Goal: Test whether response probability differs between species.
Test: Logistic regression
animals_binary <- read.csv("response.csv")
# Fit logistic model
bin_model <- glm(responded ~ species, data = animals_binary, family = binomial)
summary(bin_model)
##
## Call:
## glm(formula = responded ~ species, family = binomial, data = animals_binary)
##
## Coefficients:
## Estimate Std.
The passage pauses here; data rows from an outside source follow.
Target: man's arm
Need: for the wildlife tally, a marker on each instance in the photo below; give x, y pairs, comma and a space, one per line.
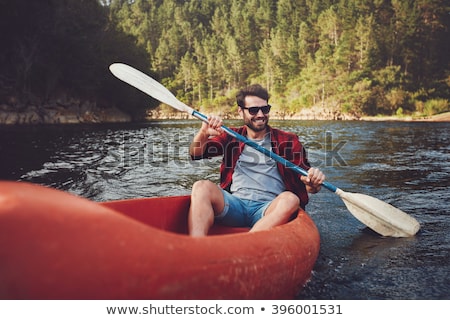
198, 144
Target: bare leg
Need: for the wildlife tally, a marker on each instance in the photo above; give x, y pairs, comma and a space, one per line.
206, 202
279, 211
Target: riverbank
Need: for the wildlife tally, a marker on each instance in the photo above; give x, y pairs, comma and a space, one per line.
305, 114
72, 111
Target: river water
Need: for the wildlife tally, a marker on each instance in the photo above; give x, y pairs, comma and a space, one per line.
404, 164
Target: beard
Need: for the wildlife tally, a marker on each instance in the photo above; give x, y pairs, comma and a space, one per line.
257, 124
Error z value Pr(>|z|)
## (Intercept) -0.8473 0.3450 -2.456 0.014061 *
## speciesRat 1.6946 0.4879 3.473 0.000515 ***
## ---
## Signif. codes: 0 '***' 0.001 '**' 0.01 '*' 0.05 '.' 0.1 ' ' 1
##
## (Dispersion parameter for binomial family taken to be 1)
##
## Null deviance: 110.904 on 79 degrees of freedom
## Residual deviance: 97.738 on 78 degrees of freedom
## AIC: 101.74
##
## Number of Fisher Scoring iterations: 4
# Predicted probabilities
animals_binary$predicted_prob <- predict(bin_model, type = "response")
# Visualize
library(ggplot2)
ggplot(animals_binary, aes(x = species, y = predicted_prob)) +
geom_boxplot(fill = "skyblue") +
ylab("Predicted Probability of Response")
Expected Result: Rats have higher response probability.
Examples:
t.test(nitrogen ~ sunlight, data = plants_stepwise)glm(survival ~ nitrogen, data = mydata, family = binomial)Emphasis: Justify your test choice and interpret results clearly. Visualization and assumption checks are encouraged.